The cars sprout thousands of apertures on the bodywork to allow the engine and control units to breathe, but that’s just not possible for the drivers as the suits they wear inside the cockpit are governed by technical regulations which cannot be modified in any way. Therefore the only line of defense comes from being as well prepared as possible physically. We asked Edoardo Bendinelli, who along with Fabrizio Borra has been responsible for several years now for this vital aspect of Fernando Alonso’s preparation, to explain how the Ferrari driver will tackle this event.
“There is no magic formula which would allow one to arrive in Sepang and not suffer from the heat,” explains Edoardo. “The real preparation must start at least one month in advance, trying to do aerobic exercise in climatic conditions as similar as possible to those found in Malaysia and at the same time of day that the race takes place, to adapt the body to this type of effort. We are already in Kuala Lumpur to adapt quickly to the much higher temperatures than in Melbourne, but above all, to a humidity level which is usually twice that found in Australia. In the days leading up to the start of the event, we do activities such as running, golf and other sports that maintain a high cardiovascular level, always compatible with the conditions. Basically, we are always trying to maintain a good training level, increasing specific activities going into the event. Then, over the weekend itself, we also do some short sessions of recovery activity in the gym or the swimming pool to try and drain the driver’s body as much as possible.”

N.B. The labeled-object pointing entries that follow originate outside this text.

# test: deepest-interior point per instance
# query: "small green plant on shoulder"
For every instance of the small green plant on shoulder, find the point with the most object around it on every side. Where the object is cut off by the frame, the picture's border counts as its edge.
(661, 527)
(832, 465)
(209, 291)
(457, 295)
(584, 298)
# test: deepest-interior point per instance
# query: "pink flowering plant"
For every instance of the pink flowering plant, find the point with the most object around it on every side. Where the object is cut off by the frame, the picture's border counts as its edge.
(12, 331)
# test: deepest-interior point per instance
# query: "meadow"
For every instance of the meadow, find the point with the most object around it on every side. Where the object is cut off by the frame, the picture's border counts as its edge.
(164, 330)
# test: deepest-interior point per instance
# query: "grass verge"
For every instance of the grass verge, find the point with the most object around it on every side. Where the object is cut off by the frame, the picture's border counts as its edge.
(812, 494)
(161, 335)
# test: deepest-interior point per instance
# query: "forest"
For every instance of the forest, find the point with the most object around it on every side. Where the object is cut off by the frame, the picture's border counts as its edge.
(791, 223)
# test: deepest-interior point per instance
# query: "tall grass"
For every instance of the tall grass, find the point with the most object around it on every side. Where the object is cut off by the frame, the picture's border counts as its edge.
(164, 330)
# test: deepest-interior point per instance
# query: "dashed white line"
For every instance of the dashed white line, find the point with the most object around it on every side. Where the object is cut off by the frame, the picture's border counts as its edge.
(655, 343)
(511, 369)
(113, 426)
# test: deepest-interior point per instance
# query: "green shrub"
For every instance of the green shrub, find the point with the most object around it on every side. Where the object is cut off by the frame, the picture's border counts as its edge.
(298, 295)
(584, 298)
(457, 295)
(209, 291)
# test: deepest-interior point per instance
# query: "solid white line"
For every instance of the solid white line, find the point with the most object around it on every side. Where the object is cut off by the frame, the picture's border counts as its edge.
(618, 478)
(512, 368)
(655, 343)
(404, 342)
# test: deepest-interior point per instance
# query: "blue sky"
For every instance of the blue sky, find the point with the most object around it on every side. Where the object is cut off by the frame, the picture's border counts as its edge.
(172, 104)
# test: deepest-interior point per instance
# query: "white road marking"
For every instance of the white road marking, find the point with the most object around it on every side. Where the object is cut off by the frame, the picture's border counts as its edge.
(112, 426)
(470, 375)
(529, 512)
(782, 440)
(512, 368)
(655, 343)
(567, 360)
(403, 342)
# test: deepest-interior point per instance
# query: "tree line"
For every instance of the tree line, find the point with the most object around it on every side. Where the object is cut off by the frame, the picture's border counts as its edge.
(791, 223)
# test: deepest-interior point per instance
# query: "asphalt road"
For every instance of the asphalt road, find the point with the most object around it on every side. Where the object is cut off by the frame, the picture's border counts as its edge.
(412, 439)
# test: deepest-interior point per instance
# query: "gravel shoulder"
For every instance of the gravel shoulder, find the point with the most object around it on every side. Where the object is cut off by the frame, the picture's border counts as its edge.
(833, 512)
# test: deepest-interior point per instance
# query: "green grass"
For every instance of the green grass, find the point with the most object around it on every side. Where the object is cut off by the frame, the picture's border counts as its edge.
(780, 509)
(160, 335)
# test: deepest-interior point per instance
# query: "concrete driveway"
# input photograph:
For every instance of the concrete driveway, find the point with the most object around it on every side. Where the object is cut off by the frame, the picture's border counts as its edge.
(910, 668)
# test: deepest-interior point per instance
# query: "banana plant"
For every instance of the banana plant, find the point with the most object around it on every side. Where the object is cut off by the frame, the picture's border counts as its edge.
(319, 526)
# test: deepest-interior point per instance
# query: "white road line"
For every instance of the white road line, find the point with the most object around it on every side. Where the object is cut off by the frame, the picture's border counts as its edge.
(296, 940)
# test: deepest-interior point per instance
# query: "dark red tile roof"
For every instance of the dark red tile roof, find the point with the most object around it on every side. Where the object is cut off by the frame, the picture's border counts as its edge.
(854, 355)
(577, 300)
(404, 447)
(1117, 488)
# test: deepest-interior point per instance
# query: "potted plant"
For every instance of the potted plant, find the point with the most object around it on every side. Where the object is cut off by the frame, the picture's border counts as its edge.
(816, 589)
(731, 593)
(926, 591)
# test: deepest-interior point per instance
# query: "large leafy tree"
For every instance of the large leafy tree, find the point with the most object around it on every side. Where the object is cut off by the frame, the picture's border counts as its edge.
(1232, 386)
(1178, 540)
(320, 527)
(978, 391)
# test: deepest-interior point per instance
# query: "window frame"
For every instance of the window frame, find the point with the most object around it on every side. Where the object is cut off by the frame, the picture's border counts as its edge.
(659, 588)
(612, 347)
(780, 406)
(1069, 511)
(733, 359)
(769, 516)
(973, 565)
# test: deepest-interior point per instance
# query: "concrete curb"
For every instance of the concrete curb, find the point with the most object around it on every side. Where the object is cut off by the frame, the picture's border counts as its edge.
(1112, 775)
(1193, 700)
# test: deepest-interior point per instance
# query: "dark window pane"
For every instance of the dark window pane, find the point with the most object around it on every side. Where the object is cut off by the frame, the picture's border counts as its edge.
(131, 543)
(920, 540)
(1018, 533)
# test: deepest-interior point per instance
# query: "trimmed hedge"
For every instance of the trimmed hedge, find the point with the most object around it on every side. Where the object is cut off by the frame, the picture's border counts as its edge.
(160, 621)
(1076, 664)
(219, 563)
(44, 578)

Another aspect specifically linked to this Grand Prix is hydration. There is no other race in which a driver loses so much liquid as he does in Sepang. “It is very important to drink a lot before going out on track, alternating plain water with a rehydrating drink, without going too far with the latter. Then, once in the car you need to adapt: the amount of liquid available is always the same and after just a few laps it reaches a very high temperature and the race suit does not allow for the right level of heat dissipation to the outside. I remember that, a few years ago, Fernando lost around three and a half kilos of liquid during the race: that gives you an idea of how extreme are the conditions all the drivers face in Malaysia. To try and alleviate the discomfort one tries to keep certain key parts of the body as cool as possible right until the very last moment, using for example, soaking wet towels around the neck before getting in the cockpit on the grid and putting the feet in water and ice bath before putting the shoes on.”
Two other key areas are nutrition and rest: “In a Grand Prix like this, the driver must eat very lightly, taking on mainly vegetables and fruit, as well as trying to get as much rest as possible,” concludes Edoardo. “Fernando is a champion in this area too and at night, he always manages to sleep deeply and without interruption.”